We do have a few happy subscribers today because they stayed in the trade and have been emailing us all week asking our thoughts on where Netflix is headed next. Folks, some of our subs have made over a 1,000% gain on these options and we hope to have their testimonials on the website soon once they close their position. So, if you would like to see your last name in lights, send us your results.
We are always on the lookout for explosive stocks and ones that have momentum because you can see how lucrative option trading can be. We recently started a Watch List back in February so that we can add stocks that we are keeping an eye on but sometimes they don’t make it to our portfolio. However, some of the picks have been just as explosive.

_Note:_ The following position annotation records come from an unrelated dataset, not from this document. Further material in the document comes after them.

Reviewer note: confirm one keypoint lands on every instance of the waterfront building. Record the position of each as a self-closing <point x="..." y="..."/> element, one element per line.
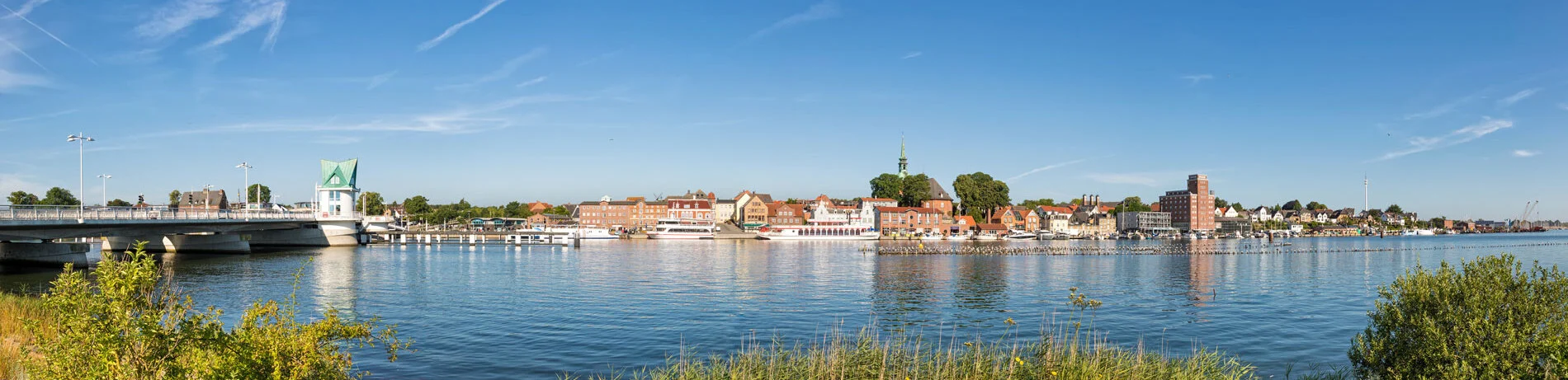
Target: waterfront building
<point x="549" y="219"/>
<point x="631" y="213"/>
<point x="1191" y="209"/>
<point x="1017" y="218"/>
<point x="940" y="199"/>
<point x="909" y="219"/>
<point x="205" y="199"/>
<point x="689" y="209"/>
<point x="1145" y="223"/>
<point x="782" y="213"/>
<point x="1230" y="226"/>
<point x="538" y="207"/>
<point x="723" y="210"/>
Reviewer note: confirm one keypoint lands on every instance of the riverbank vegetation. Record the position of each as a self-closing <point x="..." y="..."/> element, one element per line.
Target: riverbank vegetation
<point x="1490" y="318"/>
<point x="15" y="336"/>
<point x="130" y="322"/>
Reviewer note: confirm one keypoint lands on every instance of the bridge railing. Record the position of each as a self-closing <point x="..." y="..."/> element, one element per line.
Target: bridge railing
<point x="132" y="213"/>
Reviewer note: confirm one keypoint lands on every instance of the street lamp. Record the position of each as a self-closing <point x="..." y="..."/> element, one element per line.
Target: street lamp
<point x="82" y="177"/>
<point x="106" y="186"/>
<point x="247" y="167"/>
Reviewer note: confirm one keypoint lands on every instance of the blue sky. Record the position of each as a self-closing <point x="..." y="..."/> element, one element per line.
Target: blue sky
<point x="1452" y="108"/>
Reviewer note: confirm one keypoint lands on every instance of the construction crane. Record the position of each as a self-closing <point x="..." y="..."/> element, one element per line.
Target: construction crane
<point x="1524" y="218"/>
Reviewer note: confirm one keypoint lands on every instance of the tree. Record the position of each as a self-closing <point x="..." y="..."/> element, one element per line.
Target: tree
<point x="1131" y="205"/>
<point x="416" y="205"/>
<point x="22" y="197"/>
<point x="886" y="186"/>
<point x="916" y="190"/>
<point x="1490" y="318"/>
<point x="257" y="195"/>
<point x="1038" y="202"/>
<point x="374" y="204"/>
<point x="1292" y="205"/>
<point x="979" y="193"/>
<point x="517" y="210"/>
<point x="60" y="197"/>
<point x="132" y="322"/>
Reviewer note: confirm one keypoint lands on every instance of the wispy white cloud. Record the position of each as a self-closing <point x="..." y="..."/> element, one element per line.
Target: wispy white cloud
<point x="21" y="52"/>
<point x="1454" y="138"/>
<point x="597" y="59"/>
<point x="1517" y="97"/>
<point x="36" y="116"/>
<point x="1045" y="167"/>
<point x="46" y="31"/>
<point x="27" y="8"/>
<point x="338" y="139"/>
<point x="819" y="12"/>
<point x="256" y="15"/>
<point x="378" y="80"/>
<point x="1197" y="78"/>
<point x="1125" y="179"/>
<point x="532" y="82"/>
<point x="176" y="16"/>
<point x="460" y="121"/>
<point x="1444" y="108"/>
<point x="456" y="27"/>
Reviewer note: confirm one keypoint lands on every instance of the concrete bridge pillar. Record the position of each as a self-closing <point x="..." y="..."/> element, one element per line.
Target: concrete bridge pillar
<point x="45" y="254"/>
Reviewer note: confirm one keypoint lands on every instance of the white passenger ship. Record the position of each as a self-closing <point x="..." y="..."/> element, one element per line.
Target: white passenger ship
<point x="682" y="228"/>
<point x="817" y="233"/>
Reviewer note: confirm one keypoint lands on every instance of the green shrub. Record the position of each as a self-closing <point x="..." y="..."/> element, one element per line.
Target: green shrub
<point x="132" y="326"/>
<point x="1487" y="319"/>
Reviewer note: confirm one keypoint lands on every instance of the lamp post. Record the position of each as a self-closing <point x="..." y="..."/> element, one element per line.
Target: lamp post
<point x="247" y="191"/>
<point x="106" y="186"/>
<point x="82" y="177"/>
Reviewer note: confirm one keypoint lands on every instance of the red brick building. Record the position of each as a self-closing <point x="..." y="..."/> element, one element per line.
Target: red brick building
<point x="1191" y="209"/>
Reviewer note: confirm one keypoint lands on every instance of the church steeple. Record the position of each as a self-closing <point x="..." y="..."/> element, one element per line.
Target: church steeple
<point x="904" y="162"/>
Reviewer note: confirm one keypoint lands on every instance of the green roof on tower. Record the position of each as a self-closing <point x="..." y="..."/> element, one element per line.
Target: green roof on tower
<point x="339" y="174"/>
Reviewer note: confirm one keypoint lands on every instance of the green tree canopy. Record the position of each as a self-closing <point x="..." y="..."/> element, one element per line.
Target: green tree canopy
<point x="22" y="197"/>
<point x="374" y="204"/>
<point x="416" y="205"/>
<point x="979" y="193"/>
<point x="1292" y="205"/>
<point x="517" y="210"/>
<point x="916" y="190"/>
<point x="257" y="193"/>
<point x="1038" y="202"/>
<point x="60" y="197"/>
<point x="1131" y="205"/>
<point x="886" y="186"/>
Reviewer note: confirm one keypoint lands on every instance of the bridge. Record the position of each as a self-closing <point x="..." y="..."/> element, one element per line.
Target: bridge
<point x="31" y="233"/>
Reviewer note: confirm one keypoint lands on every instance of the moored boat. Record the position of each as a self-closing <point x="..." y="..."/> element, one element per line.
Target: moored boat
<point x="682" y="228"/>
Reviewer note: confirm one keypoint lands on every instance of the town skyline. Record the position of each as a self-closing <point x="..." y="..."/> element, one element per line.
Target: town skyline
<point x="502" y="101"/>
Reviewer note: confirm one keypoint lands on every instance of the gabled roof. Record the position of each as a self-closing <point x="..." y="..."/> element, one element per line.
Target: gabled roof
<point x="937" y="190"/>
<point x="924" y="210"/>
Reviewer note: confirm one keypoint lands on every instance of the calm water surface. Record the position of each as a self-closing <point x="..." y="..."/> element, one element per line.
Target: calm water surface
<point x="540" y="312"/>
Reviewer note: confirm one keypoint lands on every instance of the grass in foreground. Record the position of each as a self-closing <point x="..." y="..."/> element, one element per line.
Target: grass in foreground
<point x="13" y="332"/>
<point x="867" y="355"/>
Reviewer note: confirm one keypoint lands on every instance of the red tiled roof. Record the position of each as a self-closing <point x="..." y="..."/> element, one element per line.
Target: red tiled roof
<point x="907" y="209"/>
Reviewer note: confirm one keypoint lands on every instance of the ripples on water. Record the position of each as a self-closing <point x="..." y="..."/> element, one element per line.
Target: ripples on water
<point x="538" y="312"/>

Yesterday, we profiled some VMware (VMW, $60.44, down $1.22) calls options which made a 200% move from yesterday’s open into the close. That is a sweet one-day return.
The point we want to make is there are always undervalued or overvalued stocks and our goal is to get into them before the momentum picks up and we use options to maximize our gains. With the market approaching the pre-Lehman Brothers and Bear Sterns blowups traders are getting nervous since we are back to “even”. This means there are numerous sectors and stocks that are on our radar as longs and shorts.
Now, some not so good reading material…
The big push for financial reform is picking up steam and we would bet something gets done by July, if not sooner. President Obama started talking with the Dow at 11,027 and he couldn’t help but to mention Wall Street’s name within the first two minutes of his speech.
When the President was done the Dow stood at 11,050.
As the talking heads debate the impact that this bill might have on Wall Street, the market has trended slightly lower since but is still holding steady.
The Dow is at 11,044, down 80, while the S&P 500 is slipping 10 and is trading at 1,196. The Nasdaq is lower by 14 and stands at 2,490 as we head to press.